Любил Илья Максимович тешить себя и честолюбивую невестку рассказами о связях своих с тогдашними знатными господами, о том, как они живут, да как убраны у них палаты, как он обращался с ними уважительно, да и себя не ронял, а тех, которые вышли из подьячих, да зазнались, дразнил игрою своего миллиончика или намеком на нечистое дельце. Гордился он очень знакомством своим с графом Алексеем Григорьевичем Орловым. «Вот русский боярин! алмаз-боярин! – говаривал он. – Посыпьте перед ним дорожку золотом, да по грязи, не захочет замарать рук своих, чтобы подбирать их. Не то что какой-нибудь шематон, изроет целую навозную кучу, чтоб достать червончик, да еще подумает, нельзя ли из навозу сделать золота. И осанкою, и мощью, и духом, всем взял! Стоит на кулачном бою промеж черного народа, а тотчас видно, что боярин! Кажись, ласков и с малым ребенком, а глазами поведет, так поневоле хватаешься за шапку».
– А знаешь ли, Прасковья Михайловна! – прибавил Илья Максимович, – в прошедшем лете не погнушался в гости к моему Гаврюшке. (Тут указал он на Ларивонова старшего брата, остриженного в кружок, в чуйке из зеленого порыжелого бархата с цветочными дорожками, в галстуке, затянутом наподобие ошейника.) Проведал как-то граф, что у него диковинный голубь – турман, что ли, пес их знает – да и приехал с приятелями посмотреть. «Я, – говорит, – не к Илье Максимовичу, а к Гавриле его». Уж и потешил Гаврюшка мой важного гостя! Понесся голубь воронкой все выше и выше, забил крылышками, словно двумя серебряными листиками, потом стал в небе пятнышком не более гроша, да и пропал… Навели трубу, и в нее не видать! Думал я, уж не ястреб ли скушал. А голубь вдруг замелькал в высоте поднебесной и стал словно клубочек, разматываться, разматываться, да как падет сверху кувырком, примером сажень пятьдесят, и бряк оземь, прямо к ногам его сиятельства. Все диву дались и захлопали в ладоши. Граф вынул из кошелька штук пять золотых, отдал их этому дураку, да погладил его по голове. Да вот и возгордился Гаврюшка, – прибавил Илья Максимович, – надел ныне бархатную чуйку. Подарил ведь с плеч своих. Кажись, будни.
– Для Прасковьи Михайловны, батюшка, Илья Максимович, – сказал человек, остриженный в кружок.

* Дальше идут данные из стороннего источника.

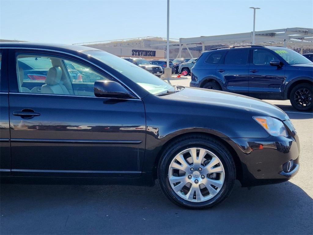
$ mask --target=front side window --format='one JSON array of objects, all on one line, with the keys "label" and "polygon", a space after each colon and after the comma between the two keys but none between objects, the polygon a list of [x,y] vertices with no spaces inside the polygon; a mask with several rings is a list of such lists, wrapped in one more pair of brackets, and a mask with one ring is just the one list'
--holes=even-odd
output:
[{"label": "front side window", "polygon": [[312,64],[309,59],[294,50],[286,48],[274,49],[273,50],[282,57],[290,65]]},{"label": "front side window", "polygon": [[225,54],[225,51],[211,53],[205,60],[205,62],[212,65],[217,65]]},{"label": "front side window", "polygon": [[54,55],[19,54],[16,62],[21,93],[94,96],[95,82],[109,79],[84,64]]},{"label": "front side window", "polygon": [[245,50],[230,50],[225,57],[224,64],[232,65],[246,65],[249,51]]},{"label": "front side window", "polygon": [[270,65],[269,61],[278,59],[269,51],[258,49],[253,50],[252,63],[256,65]]},{"label": "front side window", "polygon": [[151,94],[156,95],[175,88],[140,67],[103,51],[82,52],[111,67]]},{"label": "front side window", "polygon": [[149,65],[149,62],[148,60],[144,59],[139,59],[136,60],[136,63],[138,65]]}]

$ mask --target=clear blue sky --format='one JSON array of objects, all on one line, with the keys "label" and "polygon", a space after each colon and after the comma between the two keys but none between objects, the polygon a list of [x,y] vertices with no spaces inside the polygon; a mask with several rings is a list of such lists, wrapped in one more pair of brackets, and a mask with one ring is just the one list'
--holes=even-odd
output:
[{"label": "clear blue sky", "polygon": [[[166,37],[166,0],[0,0],[0,39],[73,44]],[[313,1],[170,0],[173,38],[313,28]]]}]

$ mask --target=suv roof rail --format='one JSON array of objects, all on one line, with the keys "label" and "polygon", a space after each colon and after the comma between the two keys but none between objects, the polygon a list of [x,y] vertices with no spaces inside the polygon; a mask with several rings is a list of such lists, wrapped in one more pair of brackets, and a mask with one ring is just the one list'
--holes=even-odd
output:
[{"label": "suv roof rail", "polygon": [[222,46],[220,47],[216,47],[215,48],[212,48],[208,50],[208,51],[214,50],[217,50],[218,49],[230,49],[231,48],[234,48],[237,47],[265,47],[265,46],[262,46],[261,45],[242,45],[240,46]]}]

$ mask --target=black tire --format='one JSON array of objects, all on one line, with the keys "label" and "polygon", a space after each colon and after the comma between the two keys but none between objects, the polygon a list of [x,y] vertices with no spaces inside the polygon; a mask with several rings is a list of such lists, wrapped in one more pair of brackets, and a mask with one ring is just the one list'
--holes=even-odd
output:
[{"label": "black tire", "polygon": [[190,71],[188,68],[184,68],[182,69],[182,73],[183,71],[187,71],[187,74],[185,76],[189,76],[190,75]]},{"label": "black tire", "polygon": [[217,91],[222,91],[222,89],[218,84],[216,81],[209,81],[203,86],[203,88],[210,90],[216,90]]},{"label": "black tire", "polygon": [[[190,201],[178,196],[172,189],[168,180],[169,166],[176,154],[190,148],[205,148],[220,159],[224,170],[224,184],[220,191],[212,198],[201,202]],[[214,138],[201,134],[187,135],[176,139],[164,150],[159,162],[158,176],[164,194],[172,202],[180,206],[191,209],[204,209],[221,203],[229,196],[236,178],[235,163],[229,151]]]},{"label": "black tire", "polygon": [[293,88],[289,98],[292,107],[299,111],[310,111],[313,106],[312,85],[301,83]]}]

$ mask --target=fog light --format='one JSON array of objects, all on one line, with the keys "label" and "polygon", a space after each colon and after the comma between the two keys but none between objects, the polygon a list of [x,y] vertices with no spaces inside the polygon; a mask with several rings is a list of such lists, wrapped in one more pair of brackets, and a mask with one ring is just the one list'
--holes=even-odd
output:
[{"label": "fog light", "polygon": [[283,165],[283,170],[286,173],[290,172],[290,171],[293,167],[294,160],[293,159],[290,160]]}]

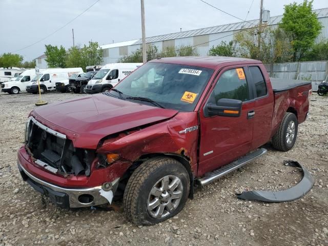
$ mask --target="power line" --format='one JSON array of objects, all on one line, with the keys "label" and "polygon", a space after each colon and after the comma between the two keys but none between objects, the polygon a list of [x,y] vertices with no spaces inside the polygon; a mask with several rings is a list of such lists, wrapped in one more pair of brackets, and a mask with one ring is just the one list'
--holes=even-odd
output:
[{"label": "power line", "polygon": [[50,34],[49,34],[47,36],[46,36],[45,37],[44,37],[43,38],[42,38],[40,39],[39,39],[38,41],[36,41],[36,42],[33,43],[33,44],[31,44],[31,45],[28,45],[27,46],[25,46],[25,47],[22,48],[22,49],[19,49],[19,50],[15,50],[14,51],[12,51],[10,53],[14,53],[14,52],[17,52],[17,51],[20,51],[22,50],[24,50],[25,49],[26,49],[27,48],[29,48],[31,46],[33,46],[33,45],[37,44],[38,43],[40,43],[41,41],[43,41],[44,40],[45,40],[46,38],[47,38],[48,37],[50,37],[50,36],[51,36],[52,35],[56,33],[57,32],[58,32],[59,30],[62,29],[63,28],[64,28],[64,27],[65,27],[66,26],[67,26],[68,24],[69,24],[70,23],[71,23],[71,22],[72,22],[73,20],[75,20],[75,19],[76,19],[78,17],[80,16],[81,15],[82,15],[83,14],[84,14],[86,12],[87,12],[88,10],[89,10],[91,8],[92,8],[95,4],[96,4],[97,3],[98,3],[99,1],[100,1],[100,0],[97,0],[95,2],[94,2],[93,3],[93,4],[92,4],[92,5],[91,5],[90,6],[89,6],[89,7],[88,7],[86,10],[85,10],[83,12],[82,12],[81,13],[80,13],[80,14],[79,14],[78,15],[77,15],[75,18],[72,19],[71,20],[70,20],[69,22],[68,22],[67,23],[66,23],[65,25],[64,25],[64,26],[63,26],[61,27],[58,28],[58,29],[56,30],[55,31],[53,31],[53,32],[52,32],[51,33],[50,33]]}]

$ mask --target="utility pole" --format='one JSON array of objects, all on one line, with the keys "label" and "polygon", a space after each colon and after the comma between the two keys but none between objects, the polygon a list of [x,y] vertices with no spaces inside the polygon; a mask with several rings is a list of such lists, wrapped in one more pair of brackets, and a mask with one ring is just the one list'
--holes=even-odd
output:
[{"label": "utility pole", "polygon": [[257,34],[257,46],[259,50],[261,45],[261,32],[262,31],[262,14],[263,13],[263,0],[261,0],[260,7],[260,22],[258,25],[258,32]]},{"label": "utility pole", "polygon": [[142,63],[147,62],[146,48],[146,30],[145,28],[145,5],[144,0],[141,0],[141,32],[142,33]]},{"label": "utility pole", "polygon": [[74,29],[73,28],[72,28],[72,33],[73,34],[73,47],[75,47],[75,44],[74,42]]}]

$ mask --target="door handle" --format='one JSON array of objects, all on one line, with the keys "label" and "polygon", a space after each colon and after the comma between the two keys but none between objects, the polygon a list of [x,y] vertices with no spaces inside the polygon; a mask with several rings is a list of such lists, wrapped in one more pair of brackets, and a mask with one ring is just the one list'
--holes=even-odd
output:
[{"label": "door handle", "polygon": [[255,115],[255,111],[254,110],[250,110],[247,113],[247,118],[248,119],[251,119],[252,118],[254,118],[254,115]]}]

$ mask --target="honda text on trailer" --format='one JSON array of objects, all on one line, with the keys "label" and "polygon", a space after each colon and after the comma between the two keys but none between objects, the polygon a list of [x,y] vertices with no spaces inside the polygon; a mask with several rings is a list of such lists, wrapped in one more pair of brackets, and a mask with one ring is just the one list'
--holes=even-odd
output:
[{"label": "honda text on trailer", "polygon": [[35,109],[18,151],[23,178],[62,208],[122,198],[128,219],[175,216],[209,183],[295,143],[311,84],[270,80],[259,60],[159,58],[109,92]]},{"label": "honda text on trailer", "polygon": [[[42,72],[43,70],[40,70]],[[9,94],[18,94],[26,91],[26,86],[35,76],[35,69],[27,69],[19,75],[15,80],[5,82],[1,85],[2,91]]]},{"label": "honda text on trailer", "polygon": [[37,80],[40,83],[40,92],[44,93],[47,91],[56,90],[56,82],[67,79],[74,73],[83,73],[81,68],[51,68],[45,69],[36,75],[32,81],[26,86],[26,91],[36,94],[38,91]]},{"label": "honda text on trailer", "polygon": [[108,91],[142,65],[142,63],[106,64],[89,81],[86,91],[89,94]]}]

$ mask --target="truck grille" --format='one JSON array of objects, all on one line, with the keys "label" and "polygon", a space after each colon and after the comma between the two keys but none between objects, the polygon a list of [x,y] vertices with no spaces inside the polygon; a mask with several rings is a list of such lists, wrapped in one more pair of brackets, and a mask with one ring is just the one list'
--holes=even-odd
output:
[{"label": "truck grille", "polygon": [[36,164],[53,173],[90,175],[94,151],[75,148],[66,136],[29,118],[25,145]]}]

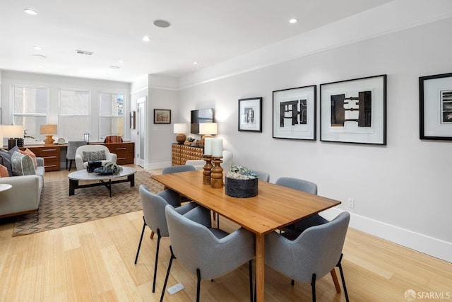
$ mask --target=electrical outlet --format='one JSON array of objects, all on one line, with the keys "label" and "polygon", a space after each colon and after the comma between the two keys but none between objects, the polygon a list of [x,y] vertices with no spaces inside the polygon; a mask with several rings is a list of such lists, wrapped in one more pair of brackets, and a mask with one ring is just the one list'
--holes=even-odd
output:
[{"label": "electrical outlet", "polygon": [[355,199],[352,198],[349,198],[347,199],[348,202],[348,207],[350,209],[354,209],[355,208]]}]

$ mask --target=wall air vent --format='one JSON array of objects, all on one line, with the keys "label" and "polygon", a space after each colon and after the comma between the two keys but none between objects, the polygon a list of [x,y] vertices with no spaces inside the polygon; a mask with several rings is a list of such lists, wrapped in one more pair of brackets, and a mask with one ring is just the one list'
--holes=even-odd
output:
[{"label": "wall air vent", "polygon": [[87,52],[85,50],[76,50],[76,52],[78,54],[86,54],[87,56],[92,56],[93,52]]}]

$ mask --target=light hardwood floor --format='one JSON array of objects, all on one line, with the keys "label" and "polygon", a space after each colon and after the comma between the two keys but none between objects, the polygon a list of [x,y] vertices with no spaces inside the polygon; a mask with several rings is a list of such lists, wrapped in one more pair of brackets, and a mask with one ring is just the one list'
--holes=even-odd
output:
[{"label": "light hardwood floor", "polygon": [[[66,180],[67,172],[46,173],[45,182]],[[0,220],[0,301],[159,301],[170,260],[169,238],[162,238],[155,293],[152,276],[156,238],[147,228],[133,265],[143,226],[138,211],[34,235],[11,237],[13,219]],[[222,218],[221,227],[237,226]],[[351,301],[404,301],[408,289],[434,293],[452,301],[452,264],[350,228],[343,267]],[[338,275],[339,273],[338,272]],[[174,260],[168,286],[185,289],[165,301],[191,301],[196,276]],[[249,301],[248,267],[213,282],[201,282],[201,301]],[[330,275],[317,281],[318,301],[345,301]],[[442,295],[443,299],[439,298]],[[310,301],[311,286],[266,269],[266,301]]]}]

– Чай, своя! Смотри, брат, не заламывайся; знаешь, не люблю мотовства. У меня, Параша, вот какой обычай. Припадет кому из них охота до чего – возьми у меня, сколько угодно, на развод; да только, чтоб впрок шло, и назад долг отдай. Гаврюшка к голубям пристрастился: на, купи, брат, голубей, да чтоб не были дрянь, отборных. Вот и купил, и богат стал от голубей, и долг отдал. Так и мельнику-бандуристу дал на струмент и дурацкую одежду: впрок пошло – молчу и по головке поглаживаю. А зашалит да замотает, так у меня разом полетит на завод нюхать серу. А кстати, Гаврюшка, из какой заморской стороны добывают много серы?

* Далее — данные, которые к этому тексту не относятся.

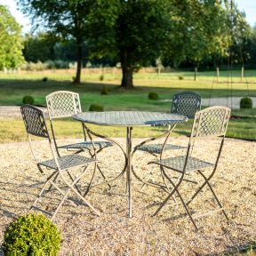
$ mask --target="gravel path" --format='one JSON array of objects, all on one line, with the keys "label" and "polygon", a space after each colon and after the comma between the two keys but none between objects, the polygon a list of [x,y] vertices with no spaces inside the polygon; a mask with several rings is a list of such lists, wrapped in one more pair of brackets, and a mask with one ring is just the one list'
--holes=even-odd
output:
[{"label": "gravel path", "polygon": [[[186,138],[172,140],[178,145],[188,142]],[[73,141],[69,140],[62,143]],[[139,141],[140,140],[134,140],[134,145]],[[217,147],[216,142],[211,139],[200,143],[198,147],[195,145],[194,154],[210,159],[212,152],[206,150],[205,147]],[[45,141],[36,141],[35,147],[42,158],[50,156]],[[124,166],[122,152],[116,147],[102,151],[99,156],[108,178],[116,175]],[[134,167],[140,175],[153,180],[160,179],[157,167],[153,170],[153,166],[147,164],[153,156],[138,153],[134,157]],[[92,171],[88,170],[81,188],[85,188],[84,184],[88,182]],[[1,244],[4,230],[16,217],[27,212],[44,178],[32,161],[27,142],[0,144],[0,177]],[[198,176],[195,178],[202,182]],[[95,182],[100,179],[98,175]],[[227,139],[212,183],[227,209],[229,222],[220,212],[198,219],[198,232],[195,232],[181,205],[172,206],[172,202],[156,217],[151,217],[166,194],[148,186],[141,188],[141,183],[134,177],[132,179],[132,219],[127,218],[124,177],[115,181],[110,191],[107,186],[102,186],[89,193],[87,200],[102,212],[100,217],[94,216],[83,205],[64,204],[55,220],[62,234],[61,255],[213,255],[255,242],[255,142]],[[184,182],[180,193],[187,200],[194,189],[195,184]],[[50,209],[56,205],[59,194],[52,191],[45,196],[42,205],[45,207],[48,204]],[[211,193],[205,190],[191,207],[205,212],[216,204]]]}]

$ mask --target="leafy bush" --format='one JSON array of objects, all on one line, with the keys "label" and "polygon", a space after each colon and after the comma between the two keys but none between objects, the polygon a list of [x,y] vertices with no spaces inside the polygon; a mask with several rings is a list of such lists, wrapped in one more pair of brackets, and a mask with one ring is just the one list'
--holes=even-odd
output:
[{"label": "leafy bush", "polygon": [[34,102],[35,102],[34,98],[32,96],[29,96],[29,95],[26,95],[22,99],[22,103],[23,104],[34,105]]},{"label": "leafy bush", "polygon": [[159,99],[159,97],[158,97],[158,94],[156,92],[149,92],[148,93],[148,100],[156,100],[158,99]]},{"label": "leafy bush", "polygon": [[7,228],[3,249],[4,255],[57,255],[60,234],[44,215],[29,213]]},{"label": "leafy bush", "polygon": [[36,63],[27,62],[21,65],[20,69],[27,71],[42,71],[47,69],[47,64],[41,61],[37,61]]},{"label": "leafy bush", "polygon": [[101,88],[100,94],[101,95],[108,95],[108,90],[105,84]]},{"label": "leafy bush", "polygon": [[100,112],[100,111],[104,111],[104,108],[102,105],[100,105],[100,104],[91,104],[89,108],[89,111]]},{"label": "leafy bush", "polygon": [[252,100],[249,97],[242,98],[240,100],[240,108],[252,108]]}]

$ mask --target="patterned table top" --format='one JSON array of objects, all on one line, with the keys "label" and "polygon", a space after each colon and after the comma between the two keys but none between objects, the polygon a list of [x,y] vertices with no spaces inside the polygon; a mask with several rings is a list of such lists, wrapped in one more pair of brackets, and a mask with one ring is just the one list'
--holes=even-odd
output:
[{"label": "patterned table top", "polygon": [[72,117],[88,124],[129,127],[163,126],[188,121],[186,116],[177,114],[146,111],[84,112]]}]

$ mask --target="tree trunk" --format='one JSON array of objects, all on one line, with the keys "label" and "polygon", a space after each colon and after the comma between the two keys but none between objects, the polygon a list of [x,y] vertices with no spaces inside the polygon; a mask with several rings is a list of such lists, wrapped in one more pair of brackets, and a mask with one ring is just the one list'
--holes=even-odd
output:
[{"label": "tree trunk", "polygon": [[124,89],[133,89],[133,81],[132,81],[132,69],[122,67],[123,77],[122,77],[122,84],[121,87]]},{"label": "tree trunk", "polygon": [[196,77],[197,77],[197,67],[195,67],[194,81],[196,81]]},{"label": "tree trunk", "polygon": [[[123,50],[123,51],[122,51]],[[128,63],[128,52],[126,49],[122,49],[121,50],[121,66],[122,66],[122,73],[123,73],[123,77],[122,77],[122,84],[121,87],[124,89],[133,89],[133,81],[132,81],[132,68],[131,65]]]},{"label": "tree trunk", "polygon": [[74,80],[75,84],[80,84],[81,83],[81,71],[82,71],[82,44],[80,42],[76,42],[76,78]]}]

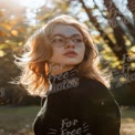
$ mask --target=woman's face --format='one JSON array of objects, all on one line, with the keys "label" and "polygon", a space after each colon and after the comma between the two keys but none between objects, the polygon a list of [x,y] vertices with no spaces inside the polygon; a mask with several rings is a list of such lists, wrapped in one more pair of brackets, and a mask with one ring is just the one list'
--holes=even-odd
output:
[{"label": "woman's face", "polygon": [[56,25],[52,33],[51,45],[53,55],[49,62],[52,65],[72,69],[83,61],[85,53],[84,38],[74,27]]}]

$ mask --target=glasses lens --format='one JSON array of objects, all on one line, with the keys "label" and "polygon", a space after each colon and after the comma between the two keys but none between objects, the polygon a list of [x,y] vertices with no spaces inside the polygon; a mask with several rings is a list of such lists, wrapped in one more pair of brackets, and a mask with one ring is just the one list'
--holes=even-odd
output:
[{"label": "glasses lens", "polygon": [[53,37],[51,39],[51,43],[54,46],[64,46],[69,40],[71,40],[76,46],[84,44],[84,38],[83,37],[64,38],[61,35]]},{"label": "glasses lens", "polygon": [[82,37],[74,37],[74,38],[72,38],[72,41],[73,41],[74,43],[77,43],[77,44],[84,43],[84,40],[83,40]]},{"label": "glasses lens", "polygon": [[62,46],[64,45],[64,38],[63,37],[53,37],[51,40],[52,45],[56,45],[56,46]]}]

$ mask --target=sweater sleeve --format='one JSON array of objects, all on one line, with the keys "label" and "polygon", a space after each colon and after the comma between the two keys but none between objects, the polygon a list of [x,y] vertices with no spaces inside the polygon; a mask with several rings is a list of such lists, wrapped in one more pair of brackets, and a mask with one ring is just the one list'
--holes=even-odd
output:
[{"label": "sweater sleeve", "polygon": [[95,135],[120,135],[121,113],[112,93],[102,83],[96,84],[95,96]]}]

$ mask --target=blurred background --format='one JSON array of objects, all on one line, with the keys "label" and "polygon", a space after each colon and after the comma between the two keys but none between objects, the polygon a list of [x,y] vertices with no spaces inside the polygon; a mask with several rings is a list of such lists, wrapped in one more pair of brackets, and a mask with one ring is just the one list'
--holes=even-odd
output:
[{"label": "blurred background", "polygon": [[100,68],[114,76],[111,92],[121,106],[122,135],[135,135],[135,0],[0,0],[0,135],[33,135],[41,98],[9,83],[20,74],[13,54],[59,14],[89,27]]}]

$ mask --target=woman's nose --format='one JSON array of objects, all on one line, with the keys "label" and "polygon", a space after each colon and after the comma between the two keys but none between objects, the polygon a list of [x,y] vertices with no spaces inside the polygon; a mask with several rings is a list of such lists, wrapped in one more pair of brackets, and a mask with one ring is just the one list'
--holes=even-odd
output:
[{"label": "woman's nose", "polygon": [[68,40],[64,46],[65,48],[75,48],[75,44],[72,40]]}]

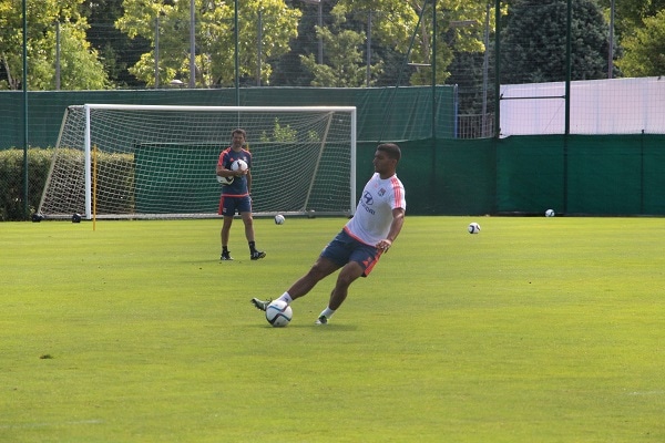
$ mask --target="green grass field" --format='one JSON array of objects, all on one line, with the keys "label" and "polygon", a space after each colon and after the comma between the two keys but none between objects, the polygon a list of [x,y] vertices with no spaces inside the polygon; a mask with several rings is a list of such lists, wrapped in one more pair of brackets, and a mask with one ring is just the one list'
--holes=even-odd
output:
[{"label": "green grass field", "polygon": [[0,224],[0,441],[665,441],[664,219],[407,217],[270,328],[344,222]]}]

– Цыцыла, – отвечал Гаврила.
– Ха-ха-ха! Цецилия, говорил я тебе; Цецилия, дурак! Ведь я сам, Параша, учился, неравно спросит по серному заводу матушка-императрица.
И Прасковья Михайловна, чтобы угодить на случай старику, твердила про себя имя заморской страны Цецилии, откуда добывают много серы.
На конце первой недели великого поста Илья Максимович, чувствуя себя гораздо лучше, так что мог бродить по комнатам, и заметив по лицу Прасковьи Михайловны, что в гостях хорошо, а дома лучше, благословил ее на возвратный путь. Собрались уже после обеда. «Смотри, душа моя, ночуй в Люберцах, – говорил он, провожая невестку, – а то в Волчьих Воротах шалят».
Кто ездил по холоденской дороге, тот не мог не заметить на возвышенной равнине, за двадцать верст с небольшим от Москвы, несколько вправо от дороги, одинокую сосну, вероятно, пережившую целый век. Так как окрестные жители искони хранят к этому дереву особенное благоговение и не запахивают корней его, то оно свободно раздвинуло кругом на несколько сажень свои жилистые сучья, из которых образовалась мохнатая шапка. В тени ее могут укрыться несколько десятков человек. Видно, она стала тяжела старому богатырю, и он кверху несколько согнул под нею свой стан. Это дерево подало Мерзлякову мысль написать известную песню:
Среди долины ровныя на гладкой высоте
Стоит, растет высокий дуб в могучей красоте.
Она была во времена оны в таком же ходу по всей Руси, как «Черная шаль» Пушкина. Только по самоуправству поэтическому сосна превращена в дуб.